1. This site uses cookies. By continuing to use this site, you are agreeing to our use of cookies. Learn More.

What types of hardware infrastructure does ahrefs,SEMRush,Moz,MajesticSEO use

Discussion in 'Black Hat SEO' started by seodeal, Jun 30, 2014.

  1. seodeal

    seodeal Jr. VIP Jr. VIP

    Joined:
    Jun 29, 2013
    Messages:
    319
    Likes Received:
    28
    I want to know what kind of hardware does these backlink reporting service use. I see their faq and here is something that can predict the infrastructure

    ahrefs claims that its crawler can index up to 6 billion pages per 24 hours
    Moz claims that it has database of 119 billion links/URLs

    Do you think they use super computer?

    and can anybody tell me about the monthly cost of maintaining these hardware infrastructure

    Thanks
     
  2. jasperq

    jasperq Newbie

    Joined:
    May 26, 2014
    Messages:
    4
    Likes Received:
    1
    Fishkin answered a Quora question about the running cost of SEOMOZ linkscape. $700k per month since Aug 2012.

    It's running off Amazon's AWS, so lots of virtual machines, specialised for each part of their infrastructure. And using spot-instances (which essentially gives you cheap capacity when the demand is low, like outside of peak hours).

    Supercomputers are rare things these days. What they most likely have is a cluster of 100+ virtual machines. Starting off with a scalable MySQL database to serve up the data needed for the website frontend. Multiple web servers fronted by a load balancer. A couple of big RAM servers acting as memcache in-memory caches for page data (to reduce how often the database is hit).

    Then the backend/crawler is probably a box or two acting as a message queue / pipeline manager (or Amazon's SQS).
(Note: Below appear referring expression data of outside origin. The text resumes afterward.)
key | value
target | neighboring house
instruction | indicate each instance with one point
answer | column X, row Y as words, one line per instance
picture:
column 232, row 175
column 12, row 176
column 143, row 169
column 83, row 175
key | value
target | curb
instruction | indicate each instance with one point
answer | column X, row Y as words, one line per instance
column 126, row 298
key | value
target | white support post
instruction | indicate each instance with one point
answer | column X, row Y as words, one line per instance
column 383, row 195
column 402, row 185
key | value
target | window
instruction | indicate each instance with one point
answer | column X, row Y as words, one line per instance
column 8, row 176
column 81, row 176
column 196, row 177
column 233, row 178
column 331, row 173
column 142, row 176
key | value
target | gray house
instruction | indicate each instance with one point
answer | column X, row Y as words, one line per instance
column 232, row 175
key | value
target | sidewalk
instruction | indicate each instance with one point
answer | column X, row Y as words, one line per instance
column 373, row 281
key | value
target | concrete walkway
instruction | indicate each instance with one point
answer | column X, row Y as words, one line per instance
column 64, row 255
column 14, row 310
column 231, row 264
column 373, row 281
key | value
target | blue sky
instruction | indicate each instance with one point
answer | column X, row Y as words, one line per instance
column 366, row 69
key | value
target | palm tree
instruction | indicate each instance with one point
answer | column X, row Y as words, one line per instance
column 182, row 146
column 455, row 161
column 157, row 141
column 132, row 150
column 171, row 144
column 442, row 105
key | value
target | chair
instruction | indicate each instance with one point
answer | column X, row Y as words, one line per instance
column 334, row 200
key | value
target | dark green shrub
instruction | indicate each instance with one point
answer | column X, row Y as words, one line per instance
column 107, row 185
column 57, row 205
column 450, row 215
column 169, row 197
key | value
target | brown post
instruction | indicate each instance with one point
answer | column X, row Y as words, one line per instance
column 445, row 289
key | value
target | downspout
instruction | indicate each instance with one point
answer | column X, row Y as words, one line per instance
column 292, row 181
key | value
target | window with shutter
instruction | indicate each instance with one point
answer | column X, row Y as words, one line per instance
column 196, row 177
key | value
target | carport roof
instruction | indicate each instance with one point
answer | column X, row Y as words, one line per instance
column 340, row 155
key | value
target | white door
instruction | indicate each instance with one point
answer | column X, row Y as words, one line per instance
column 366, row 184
A dozen or two servers acting as workers crawling various URLs, a handful of worker servers crunching through the incoming HTML into writing out link information to a data store that is either a graph database or a reasonable facsimile thereof.

    And then another couple of servers whose sole role is calculating/iterating through their algorithms to calculate/update the metrics (DA/PA/MR).
     
    • Thanks Thanks x 1